Yaşam kalitesinin iyileştirilmesi üzerine yapılan çalışmalar, ekonomik ve teknolojik iyileştirmelerin yeterli olmadığını ortaya çıkarmıştır. Bundan sonra dikkatler, çalışma yaşamına, çalışan insanların niteliğine yönelmiştir. Örgüt düzeyinde yapılan çalışmalar, çalışanlara daha insancıl ve sağlıklı iş koşullarının sağlanması, örgütlerde çalışanların niteliğinin yükselmesi ve bu doğrultuda örgütlerin uzun dönemli etkinliklerinin ve verimliliğinin sağlanması için daha iyi çalışma ortamının oluşturulmasını ve çağdaş yönetim anlayışını kapsamaktadır.

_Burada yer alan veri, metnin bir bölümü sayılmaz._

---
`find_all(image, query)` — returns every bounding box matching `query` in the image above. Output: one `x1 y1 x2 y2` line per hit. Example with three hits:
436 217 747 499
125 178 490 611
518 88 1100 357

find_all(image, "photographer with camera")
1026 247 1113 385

Bilim ve teknolojideki, özellikle iletişim konusundaki gelişmeler, uluslar arası rekabetteki artış, insanların yaşam kalitesini artırma konusundaki beklentilerini arttırmış, bu da yeni yönetim anlayışlarını gerekli kılmıştır.
Önümüzdeki yıllarda, dikkatlerin insan boyutu üzerinde yoğunlaştırılması zorunlu hale gelecek, işadamları ve yöneticiler en çok etrafındaki insanlarla özelikle de emirleri altındaki personelle ilişkilerini düzenleme ve onların verimli bir şekilde çalışmalarını sağlayabilme konularıyla meşgul olacaklardır. Hangi amacı gerçekleştirmek için kurulmuş olursa olsun tüm örgütlerin yaşama ve gelişme gücü; onu oluşturan bireylerin belirlenen amaçlar doğrultusunda, beraberce çalışabilmelerindeki istek ve arzularına bağlıdır. Bazen az miktarda bir maaş artışı, söylenen bir güzel söz, örgütte verimliliği sağlayabileceği gibi, bazı durumlarda iş görenlere yapılan bir saygısızlık, yeterli ödüllendirme sisteminin olmayışı v.b. kuruluşu beklenmeyecek şekilde bir zarara sokabilecektir. ( Enginer, 2001, 20 )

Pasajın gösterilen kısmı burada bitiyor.